Bergman, a recent graduate of Quincy Notre Dame High School, said that the campus ministry team at the school brings a group of students to Catholic Heart Workcamp every year.

“I’ve found it a lot of fun just spending time with my friends, but also being able to help those less fortunate than myself,” he said.

Jagoe added that he also enjoys the evening programs that include music and games and opportunities to share their faith with other participants.

“We played a lot of games together,” he said. “We sing together and I feel that it is such a good way to express my faith other than through the normal routine of going to Mass. It’s a whole different way to connect with God.”

The faith aspect of the weeklong camp also is important to Bergman.

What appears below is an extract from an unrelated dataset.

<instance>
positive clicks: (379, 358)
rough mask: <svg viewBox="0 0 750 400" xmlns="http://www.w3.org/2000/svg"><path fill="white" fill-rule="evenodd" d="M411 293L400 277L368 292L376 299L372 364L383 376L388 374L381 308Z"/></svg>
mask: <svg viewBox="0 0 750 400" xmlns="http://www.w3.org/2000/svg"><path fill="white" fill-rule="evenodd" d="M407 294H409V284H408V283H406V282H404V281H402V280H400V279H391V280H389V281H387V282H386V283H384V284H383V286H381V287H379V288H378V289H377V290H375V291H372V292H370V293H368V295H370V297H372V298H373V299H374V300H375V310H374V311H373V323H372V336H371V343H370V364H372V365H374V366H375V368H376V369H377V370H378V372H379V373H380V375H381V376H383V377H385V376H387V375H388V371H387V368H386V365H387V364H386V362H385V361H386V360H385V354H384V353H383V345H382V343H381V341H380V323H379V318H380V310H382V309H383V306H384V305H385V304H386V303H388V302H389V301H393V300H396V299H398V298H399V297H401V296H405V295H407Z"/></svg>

“I personally enjoyed the adoration night a lot,” he said. “We did our evening program on Tuesday night, and then afterward we all went to the gym and were able to have adoration there.”

Volunteers pray before the Lord in the exposed Eucharist June 25.

The archdiocesan sites where volunteers worked included Bonner-Prendergast High School, Drexel Hill; Catholic Social Services’ Divine Providence Village, Springfield; Holy Cross Church, Springfield; Martha’s Community Farm, Audubon; Mercy Career and Technical High School, Philadelphia; SS. Cyril & Philomena School, Lansdowne; St. Laurence School, Upper Darby; Nativity B.V.M. Church, Media; St. Philomena Church, Lansdowne; and St. Francis Villa, Philadelphia.

At Martha’s Choice Marketplace & Community Farm in Audubon, the volunteers harvested more than 185 pounds of food, cleaned out a barn, demolished an old chicken coop, moved hundreds of rocks, and filled two dumpsters with trash, according to Jesse Antonini, community farm development manager at Martha’s Choice.

“It would have taken almost a month for three full-time staff members to complete the work that camp volunteers did in four days,” Antonini said.

Suzi Ulmer, an alumna of Archbishop Prendergast High School, her niece, Terri Powers, an alumna of Cardinal O’Hara High School, and Father Paul Castellani, pastor of St. Philomena Parish, were instrumental in bringing the service program to the Archdiocese last year.

“It’s heartwarming to see all these people come to our area to help,” Ulmer said. “I think it’s important for the younger generation to have opportunities where they can volunteer and feel that they make a difference.”

The volunteers were able to make a big difference in Toniya Mosley’s life. A Drexel Hill resident, Mosley has been struggling to maintain her home after her husband Harry was murdered three years ago.

“My house needed a lot of work,” she said. “The volunteers helped me box up a lot of stuff for Purple Heart and get rid of a lot of my husband’s stuff. That was hard for me.”

Several volunteers worked at her house cleaning, painting and doing landscaping work.

“They did a beautiful job,” Mosley said. “It looked like I had professionals come and remodel my house. I was so grateful these young women and men took time to help me. I’m kind of sad to see them go because I like having them around.”

Volunteers spend time at the home of Toniya Mosley, a resident of Drexel Hill, Delaware County, where they assisted with house and yard work.